Alla conferenza ha partecipato anche la presidente della Regione Umbria che ha dichiarato: “La collaborazione tra sanità e welfare è decisiva. Questo protocollo per la promozione dell’invecchiamento attivo mette in pratica il principio costituzionale di sussidiarietà e riconosce, in modo paritetico, il ruolo dei Comuni, del Terzo settore, delle associazioni, delle organizzazioni sociali e di tutti i soggetti che possono contribuire, insieme alla Regione, a creare condizioni reali di benessere, partecipazione e dignità per la terza età. Le politiche per l’invecchiamento attivo sono vere politiche per la famiglia e per la comunità, sono politiche che attivano servizi, rafforzano le reti territoriali e rendono possibile l’esercizio pieno dei diritti. Per questo considero la firma di oggi un momento particolarmente significativo e operativo” ha ribadito la Proietti. “Con questa firma superiamo la logica dell’emergenza per dare spazio a una programmazione che valorizzi la persona in ogni fase della sua esistenza” ha spiegato l’assessore Barcaioli.

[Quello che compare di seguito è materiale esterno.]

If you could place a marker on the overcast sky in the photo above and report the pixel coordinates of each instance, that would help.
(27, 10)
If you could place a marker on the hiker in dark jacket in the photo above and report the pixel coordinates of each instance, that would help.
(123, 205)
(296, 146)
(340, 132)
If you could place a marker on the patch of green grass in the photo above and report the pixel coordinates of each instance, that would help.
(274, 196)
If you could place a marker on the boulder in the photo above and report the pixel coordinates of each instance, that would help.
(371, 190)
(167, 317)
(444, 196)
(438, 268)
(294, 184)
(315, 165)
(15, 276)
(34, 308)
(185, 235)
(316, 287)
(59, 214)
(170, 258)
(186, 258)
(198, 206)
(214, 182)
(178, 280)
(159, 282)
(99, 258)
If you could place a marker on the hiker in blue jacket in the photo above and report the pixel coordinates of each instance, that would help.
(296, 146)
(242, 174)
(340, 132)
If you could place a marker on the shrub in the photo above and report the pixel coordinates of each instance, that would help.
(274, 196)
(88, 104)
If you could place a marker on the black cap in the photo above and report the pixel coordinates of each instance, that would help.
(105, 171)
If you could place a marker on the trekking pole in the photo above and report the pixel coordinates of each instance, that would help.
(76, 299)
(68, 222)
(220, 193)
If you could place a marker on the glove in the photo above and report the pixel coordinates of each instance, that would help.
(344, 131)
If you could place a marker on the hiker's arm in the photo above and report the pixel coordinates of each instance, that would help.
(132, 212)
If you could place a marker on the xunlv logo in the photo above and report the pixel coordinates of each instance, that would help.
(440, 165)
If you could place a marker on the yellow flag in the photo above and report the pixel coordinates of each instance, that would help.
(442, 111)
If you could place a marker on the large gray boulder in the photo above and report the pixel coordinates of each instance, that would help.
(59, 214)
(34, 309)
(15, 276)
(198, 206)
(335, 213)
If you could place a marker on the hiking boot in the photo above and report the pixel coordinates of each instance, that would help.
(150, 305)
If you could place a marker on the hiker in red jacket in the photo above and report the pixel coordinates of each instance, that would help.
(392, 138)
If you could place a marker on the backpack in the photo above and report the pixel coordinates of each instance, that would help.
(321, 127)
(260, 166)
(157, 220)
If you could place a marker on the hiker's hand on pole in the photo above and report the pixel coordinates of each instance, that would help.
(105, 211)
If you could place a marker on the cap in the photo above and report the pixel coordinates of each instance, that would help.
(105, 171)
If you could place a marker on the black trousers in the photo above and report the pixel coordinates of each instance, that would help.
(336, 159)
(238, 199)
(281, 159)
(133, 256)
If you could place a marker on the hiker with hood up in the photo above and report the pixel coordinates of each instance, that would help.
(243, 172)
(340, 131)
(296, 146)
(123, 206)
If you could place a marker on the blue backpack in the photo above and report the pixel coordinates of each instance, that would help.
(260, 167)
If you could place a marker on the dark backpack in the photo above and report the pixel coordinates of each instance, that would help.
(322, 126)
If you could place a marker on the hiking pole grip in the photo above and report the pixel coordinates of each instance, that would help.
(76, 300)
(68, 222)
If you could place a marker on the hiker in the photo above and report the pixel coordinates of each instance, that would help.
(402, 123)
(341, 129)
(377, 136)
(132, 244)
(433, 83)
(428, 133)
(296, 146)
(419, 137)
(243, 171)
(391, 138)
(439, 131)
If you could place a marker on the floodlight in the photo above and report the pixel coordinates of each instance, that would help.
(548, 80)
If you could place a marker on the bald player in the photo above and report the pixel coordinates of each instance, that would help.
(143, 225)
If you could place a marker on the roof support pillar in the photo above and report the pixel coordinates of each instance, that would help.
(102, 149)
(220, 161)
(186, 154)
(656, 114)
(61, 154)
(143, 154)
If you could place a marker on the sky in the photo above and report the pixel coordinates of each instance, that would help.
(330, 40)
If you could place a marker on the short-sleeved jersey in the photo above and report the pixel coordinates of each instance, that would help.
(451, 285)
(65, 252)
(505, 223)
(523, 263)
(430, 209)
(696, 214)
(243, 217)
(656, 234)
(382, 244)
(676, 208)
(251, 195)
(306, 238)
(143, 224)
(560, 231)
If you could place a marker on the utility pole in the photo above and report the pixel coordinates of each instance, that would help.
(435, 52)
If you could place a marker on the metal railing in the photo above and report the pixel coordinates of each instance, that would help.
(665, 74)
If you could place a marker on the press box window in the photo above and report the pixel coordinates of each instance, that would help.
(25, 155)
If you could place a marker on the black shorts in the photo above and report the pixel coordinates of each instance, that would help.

Il documento istituisce un Tavolo di coordinamento permanente che guiderà azioni specifiche per promuovere stili di vita sani, favorire un ruolo attivo nella società e sostenere l’apprendimento continuo. Per la prima volta, inoltre, si pone attenzione al ruolo delle persone senior nel mondo del lavoro, alla luce dell’innalzamento dell’età pensionabile, con l’obiettivo di individuare misure in grado di prevenire potenziali rischi dell’attività lavorativa nelle fasce d’età più avanzate e favorire la staffetta generazionale. Non a caso, in questo protocollo sono state coinvolte anche le associazioni datoriali, insieme agli altri soggetti interessati. Il piano integra le politiche regionali con i fondi europei e si sviluppa attraverso l’uso delle competenze e delle strutture già presenti negli enti coinvolti, assicurando così la piena operatività.